The following proves the affirmative if $x_1=\ldots=x_k=:x$.
Assume without loss of generality $x\geq2$. Consider the modulus $m=x^\ell-1$. Let $k\geq1$ be the minimum number such that $x^{a_1}+\dots+x^{a_k}\equiv0$ has a solution modulo $m$. Since $x^\ell\equiv1\ (\mbox{mod}\ m)$, we can take the $a_i$ values modulo $\ell$. If $x$ of the $a_i$ values are equal, then they could have been replaced with a single $a_i$ value that is one larger. So every $a_i$ value appears at most $x-1$ times, giving $x^{a_1}+\dots+x^{a_k}\equiv c_0+c_1x+\dots+c_{\ell-1}x^{\ell-1}\equiv0$ for some $c_0,\dots,c_{\ell-1}\leq x-1$ summing to $k\geq1$. We find the only solution is $c_0=\ldots=c_{\ell-1}=x-1$ giving $k=\ell(x-1)$. Thus, if $k<\ell(x-1)$ then there is no solution.

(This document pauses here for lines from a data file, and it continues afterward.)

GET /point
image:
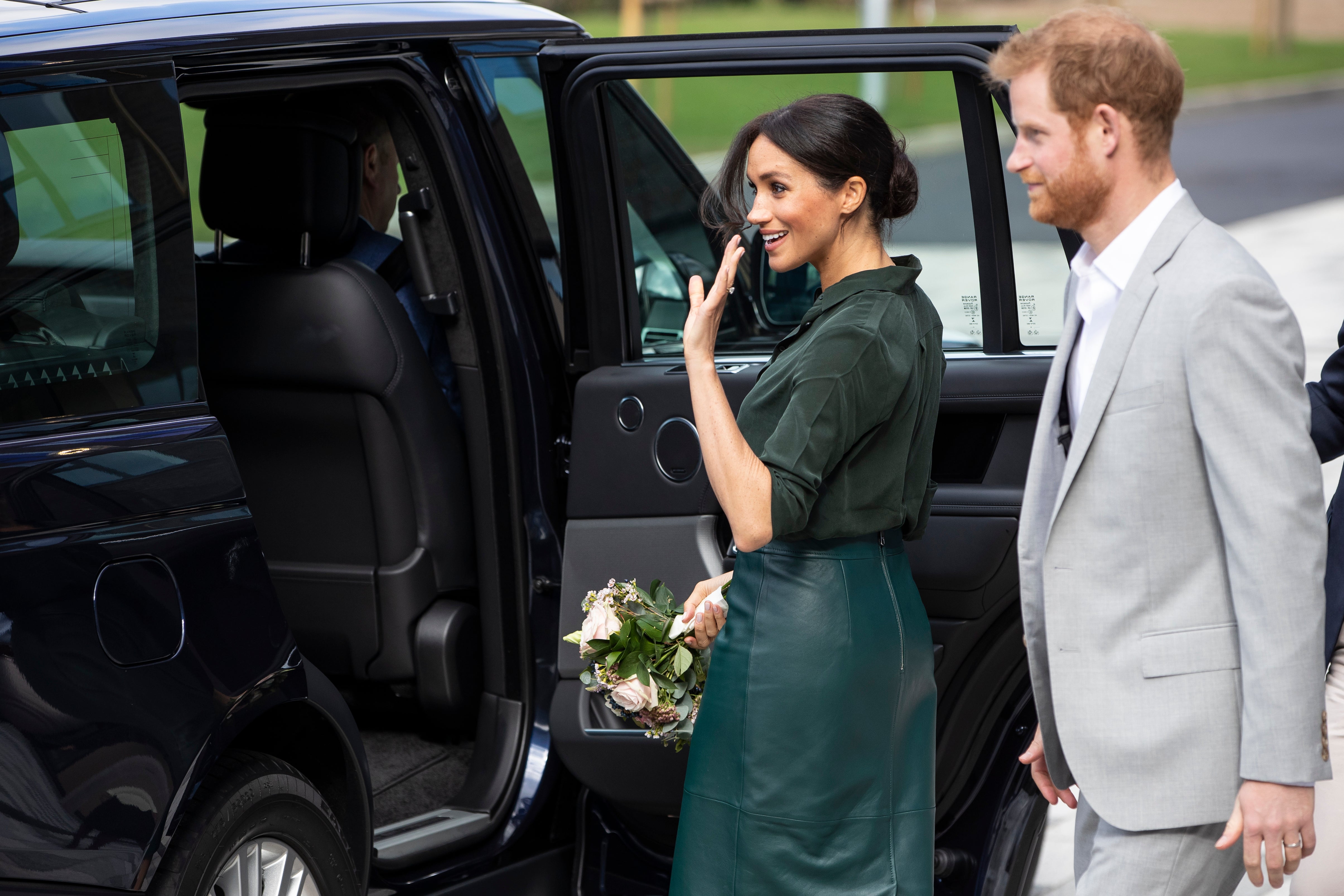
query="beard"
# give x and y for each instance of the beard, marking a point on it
(1073, 198)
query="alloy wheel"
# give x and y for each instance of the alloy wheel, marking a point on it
(265, 867)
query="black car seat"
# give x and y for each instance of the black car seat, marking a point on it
(353, 461)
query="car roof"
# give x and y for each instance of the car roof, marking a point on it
(68, 23)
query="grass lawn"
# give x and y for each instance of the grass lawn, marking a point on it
(706, 112)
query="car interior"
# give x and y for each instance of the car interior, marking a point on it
(378, 508)
(631, 514)
(361, 477)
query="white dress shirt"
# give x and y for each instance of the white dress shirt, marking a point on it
(1101, 280)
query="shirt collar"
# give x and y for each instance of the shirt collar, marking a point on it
(1120, 259)
(897, 279)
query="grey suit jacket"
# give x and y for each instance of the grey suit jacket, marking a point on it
(1172, 565)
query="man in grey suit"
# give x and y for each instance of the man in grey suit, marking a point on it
(1172, 540)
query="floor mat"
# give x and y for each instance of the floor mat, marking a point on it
(412, 774)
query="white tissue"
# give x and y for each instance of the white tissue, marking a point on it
(681, 627)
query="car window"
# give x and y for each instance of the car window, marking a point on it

If there is some prime $p$ that divides all $x_i$ but one, then there is no solution modulo $p$. So if $k=2$ then we can assume without loss of generality that $\mbox{rad}(x_1)=\mbox{rad}(x_2)=:r$. The following uses this to prove the affirmative if $k=2$.
If we assume $m\equiv7\ (\mbox{mod}\ 8)$, then $2$ is a quadratic residue modulo $m$ and $-1$ is not. Due to the Chinese remainder theorem, we can furthermore assume that $m$ is not a quadratic residue modulo all odd primes $p|r$. Due to Dirichlet's prime number theorem on arithmetic progression we can furthermore assume that $m$ is prime. By the law of quadratic reciprocity, it follows that all odd primes $p|r$ are quadratic residues modulo $m$. It follows that $x_1^{a_1}\equiv-x_2^{a_2}$ has no solution modulo $m$, having a quadratic residue on the left hand side but not the right hand side.
To give a bit of context, I saw a video about the equation $2^a+2^b=n!$. I decided to generalize this to $x^{a_1}+\dots+x^{a_k}=n!$ and proved it always has finitely many solutions by showing there exists $m$ such that $x^{a_1}+\dots+x^{a_k}$ is never divisible by $m$.
As a bonus, I was also wondering if the equation $$1^{a_1}+\dots+n^{a_n}=n!$$ has a solution for infinitely many values of $n$. This is probably highly non-trivial, for example with $n=6$ we find $1^1+2^3+4^1+3^4+5^4+6^0=6!$. Solving this is not necessary to get your answer accepted, but I am thinking of giving a bounty if you do solve it, depending on how hard it was.